Eric Hofbauer Quintet, Prehistoric Jazz Volume 1, The Rite of Spring

Guitarist Eric Hofbauer does things his own way, in ways other people generally don't. I've covered his music on these pages before (type his name in the search box for those). But he steps further beyond the expected these days with a two-volume offering that takes some contemporary 20th century milestone classical compositions and arranges them for a jazz-centered quintet.

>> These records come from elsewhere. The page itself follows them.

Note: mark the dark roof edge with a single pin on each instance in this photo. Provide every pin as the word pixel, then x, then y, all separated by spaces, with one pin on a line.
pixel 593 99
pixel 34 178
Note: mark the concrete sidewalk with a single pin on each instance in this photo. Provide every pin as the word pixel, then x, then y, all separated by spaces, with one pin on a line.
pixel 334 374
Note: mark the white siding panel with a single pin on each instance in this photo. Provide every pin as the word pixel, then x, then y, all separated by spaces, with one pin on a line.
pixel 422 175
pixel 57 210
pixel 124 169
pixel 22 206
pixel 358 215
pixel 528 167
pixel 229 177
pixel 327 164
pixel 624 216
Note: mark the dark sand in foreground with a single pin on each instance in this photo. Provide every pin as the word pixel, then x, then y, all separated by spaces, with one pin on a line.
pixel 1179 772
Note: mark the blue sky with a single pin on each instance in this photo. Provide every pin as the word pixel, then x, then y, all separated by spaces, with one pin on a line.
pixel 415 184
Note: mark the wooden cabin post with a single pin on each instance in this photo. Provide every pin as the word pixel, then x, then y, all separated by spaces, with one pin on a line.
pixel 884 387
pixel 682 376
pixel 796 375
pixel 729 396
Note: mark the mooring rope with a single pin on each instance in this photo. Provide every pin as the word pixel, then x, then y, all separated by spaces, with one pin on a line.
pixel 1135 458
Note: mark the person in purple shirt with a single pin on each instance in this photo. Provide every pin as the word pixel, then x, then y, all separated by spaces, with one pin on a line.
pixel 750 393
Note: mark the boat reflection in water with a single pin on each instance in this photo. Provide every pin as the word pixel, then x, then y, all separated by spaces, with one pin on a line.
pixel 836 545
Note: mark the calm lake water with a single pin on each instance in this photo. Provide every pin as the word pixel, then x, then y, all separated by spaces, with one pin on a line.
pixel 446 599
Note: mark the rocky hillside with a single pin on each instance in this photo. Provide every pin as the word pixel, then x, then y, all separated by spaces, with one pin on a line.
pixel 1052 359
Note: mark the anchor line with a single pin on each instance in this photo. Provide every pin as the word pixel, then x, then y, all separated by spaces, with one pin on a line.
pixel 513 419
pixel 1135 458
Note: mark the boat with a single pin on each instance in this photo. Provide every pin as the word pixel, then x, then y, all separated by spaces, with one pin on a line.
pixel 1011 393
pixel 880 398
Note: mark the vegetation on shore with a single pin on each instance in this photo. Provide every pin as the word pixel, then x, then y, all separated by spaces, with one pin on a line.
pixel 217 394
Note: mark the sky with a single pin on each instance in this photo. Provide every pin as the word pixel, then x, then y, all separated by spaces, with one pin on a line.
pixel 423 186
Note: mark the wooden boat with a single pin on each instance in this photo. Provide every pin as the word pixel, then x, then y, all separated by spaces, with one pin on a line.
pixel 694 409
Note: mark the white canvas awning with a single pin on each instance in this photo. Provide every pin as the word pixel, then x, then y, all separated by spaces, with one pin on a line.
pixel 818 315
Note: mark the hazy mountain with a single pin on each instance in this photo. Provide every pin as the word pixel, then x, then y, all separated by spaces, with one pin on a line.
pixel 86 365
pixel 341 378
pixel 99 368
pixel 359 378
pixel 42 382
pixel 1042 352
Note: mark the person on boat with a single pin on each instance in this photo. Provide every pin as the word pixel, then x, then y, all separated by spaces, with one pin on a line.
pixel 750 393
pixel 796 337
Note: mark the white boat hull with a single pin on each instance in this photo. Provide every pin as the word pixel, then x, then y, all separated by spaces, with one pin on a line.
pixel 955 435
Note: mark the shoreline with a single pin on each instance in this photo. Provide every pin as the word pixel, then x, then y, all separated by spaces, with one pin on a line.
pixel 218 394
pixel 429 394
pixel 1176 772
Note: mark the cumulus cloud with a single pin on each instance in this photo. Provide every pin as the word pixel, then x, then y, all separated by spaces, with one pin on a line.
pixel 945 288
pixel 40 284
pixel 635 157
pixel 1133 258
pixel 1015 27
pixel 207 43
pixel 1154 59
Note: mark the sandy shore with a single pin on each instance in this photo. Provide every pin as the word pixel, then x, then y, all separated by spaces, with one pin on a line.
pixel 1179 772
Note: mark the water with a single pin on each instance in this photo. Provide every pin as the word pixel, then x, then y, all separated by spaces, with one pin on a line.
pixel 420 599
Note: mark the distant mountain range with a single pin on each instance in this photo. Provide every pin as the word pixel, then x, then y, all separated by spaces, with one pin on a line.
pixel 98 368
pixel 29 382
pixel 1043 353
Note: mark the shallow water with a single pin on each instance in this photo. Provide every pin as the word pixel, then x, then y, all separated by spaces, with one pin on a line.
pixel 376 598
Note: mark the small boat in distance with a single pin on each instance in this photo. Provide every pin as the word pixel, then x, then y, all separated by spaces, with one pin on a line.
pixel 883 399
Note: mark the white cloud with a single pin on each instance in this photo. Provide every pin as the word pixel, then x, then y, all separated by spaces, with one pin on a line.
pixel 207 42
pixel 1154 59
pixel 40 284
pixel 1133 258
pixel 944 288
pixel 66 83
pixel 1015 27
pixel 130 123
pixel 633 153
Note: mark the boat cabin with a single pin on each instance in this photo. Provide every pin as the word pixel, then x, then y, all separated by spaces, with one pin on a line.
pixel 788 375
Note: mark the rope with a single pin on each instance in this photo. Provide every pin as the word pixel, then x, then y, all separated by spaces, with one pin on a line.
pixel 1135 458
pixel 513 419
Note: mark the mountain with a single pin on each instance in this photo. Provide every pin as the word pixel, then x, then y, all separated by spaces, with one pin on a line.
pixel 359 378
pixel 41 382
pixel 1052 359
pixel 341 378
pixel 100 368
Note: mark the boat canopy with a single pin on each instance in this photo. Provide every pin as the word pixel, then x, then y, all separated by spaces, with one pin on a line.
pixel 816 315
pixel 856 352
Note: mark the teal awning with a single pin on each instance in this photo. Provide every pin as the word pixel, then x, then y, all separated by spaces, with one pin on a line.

The initial volume: Prehistoric Jazz, Volume 1: The Rite of Spring (Creative Nation Music CNM 025) arranges Stravinsky's iconic orchestral work of the same name. We discussed the Bad Plus version of the work a while back (type in search box for the article), but this one is different. Where the Bad Plus took the score and arranged it in A-to-B fashion for a piano trio, Hofbauer zeroes in on critical segments of the score and reworks them for sextet, inserting adaptations and jazz elements and at the same time allowing for a good deal of improvisation in a through-composed way.

The band has their hands full realizing the motifs and getting loose and free improvisationally, or even at times sounding like an early jazz band and/or Duke's Jungle period outfit, too. Much credit goes to the arrangements/arranger, and to the sextet itself also for their creative transformations. Eric is on guitar, Jerry Sabatini on trumpet, Todd Brunel on Bb clarinet and bass clarinet, Junko Fujiwara on cello, and Curt Newton on drums.

This is a jazzification of the Rite all the way, yet there is the essence of Stravinsky's work there as well. It's very successful, very creative and enjoyable to hear. If you don't know the original you should deal with that, too, it goes without saying.

But Eric Hofbauer is up to very much good here. Check it out and you'll get it!